Traps to avoid when choosing colours
Choosing paint colours can be tricky, and there are some common mistakes that should be avoided.
Many people say they like strong colours, but when it comes to painting their walls they go for off-white. Perhaps it’s a fear of putting off future buyers that scares them into safety, but they shouldn’t let it. Who wants a house that looks like everything else on the market? Well-used strong colour is hugely memorable.
A painted wall is easily and cheaply changed, so if you do have a lapse in colour judgement it’s easy to try something else. Resene has many tools available to help you make a decision, like test pots and A4 paint swatches (known as drawdowns), to help minimise the chance of making a mistake before you buy the paint. Maybe ease yourself in gently by painting a feature wall in strong colour first.
Don’t assume that even if you choose the most neutral of neutral paint colours you should use it on every surface — the walls, trims and ceiling. You’ll end up with a bland result, and if you have chosen a cool white, you’ll feel like you’re living inside a chilly bin.
There is a vast array of interesting neutrals in the Resene Whites & Neutrals collection. The colours are handily grouped in variants, i.e. half, quarter, double etc. strengths of the same colour. An effective scheme can be created by using, for example, a full strength of a colour on the walls, a triple strength on a feature wall, a half strength on the trims and a quarter on the ceiling.
Don’t just paint all the walls white while the kids are young or you’re waiting to renovate. If you consciously choose white walls, be sure you have fabulous furniture, as white will silhouette the furniture in a way no other colour will. Creams or taupes are far more forgiving.
Paint colours fall roughly into two styles, muddy and clear. Most successful schemes are based on muddied, muted colours, as they are softer on the eye and easier to live with.
You might make the assumption that the ‘leaf green’ you’re keen on is quite bright, but look closer and you’ll see that most leaf greens are quite greyed and dusky. You’re probably after sage, not mint, olive not emerald.
Likewise with sea blues or earth browns.
The exception is a trend for jewel tones, where deep, clear colours may be the hero: navy sapphire, ruby red, regal purple or jade green. Clear, bright colours are best kept as accents.
If your skirting is skimpy or you have ugly doors, don’t highlight them by painting them a different colour to the walls in a neutral or tonal scheme. Use a gloss change instead (such as gloss Resene Enamacryl or semi-gloss Resene Lustacryl). It will appear slightly paler, as the gloss reflects more light, but it won’t draw attention to itself.
If you have a low ceiling height, painting the skirting and scotia in a different colour will create two horizontal lines, sandwiching the space and making the ceiling feel even lower.

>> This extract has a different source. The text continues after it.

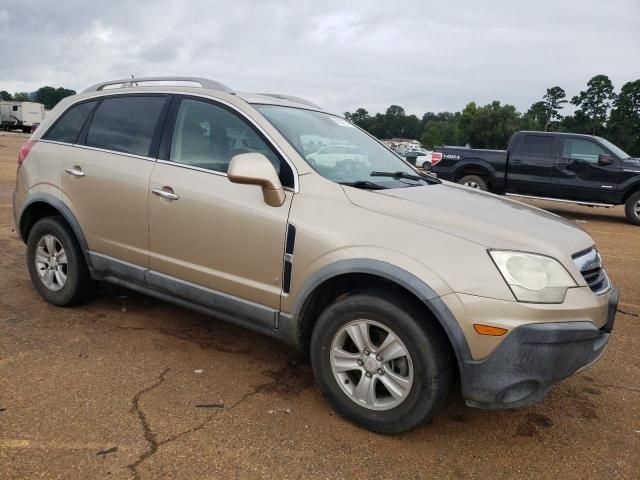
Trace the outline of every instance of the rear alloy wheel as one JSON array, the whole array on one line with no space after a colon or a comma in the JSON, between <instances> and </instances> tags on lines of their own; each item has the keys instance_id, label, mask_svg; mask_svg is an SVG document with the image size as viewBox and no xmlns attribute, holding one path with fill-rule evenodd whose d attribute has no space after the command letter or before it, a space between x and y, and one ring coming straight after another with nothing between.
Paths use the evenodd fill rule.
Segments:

Keep your colour palette under control. Use one accent colour, or subtle variants of it, in one space and not a whole cacophony of them. A good rule of thumb for an accent colour is to keep it to about 10 per cent of the scheme.
Use a Resene test pot. Look at the colour painted in the biggest size you can in the room, and with all the furnishings. Paint the colour on a piece of card and prop it up behind the sofa, hold it next to the curtains, check it with the carpet. Do this in both day and night light.
A seemingly intense neutral can wash out to nothing on an exterior house wall that’s blasted by the sun. And green or yellow can be overpowering in a bright room when the colour is bounced back on itself from the walls.
Resene tinters and paint are unique, so only Resene paint will give you true colour rendition. If you have a Resene colour tinted into another brand of paint, you’ll be in for a nasty nonmatching surprise.
Resene also has all sorts of clever additives and paint technologies to make sure your paint, and the colour it carries, has a longer-lasting, betterlooking life. For example, there’s the Resene Kitchen & Bathroom range, Resene Fly Deterrent and Resene CoolColour for exteriors, to name a few.
Ask staff at your Resene ColorShop for more details.
Too much cool white can transform a room into a chilly bin.
Highlighting skirting and doors is a good idea — if they lend themselves to it.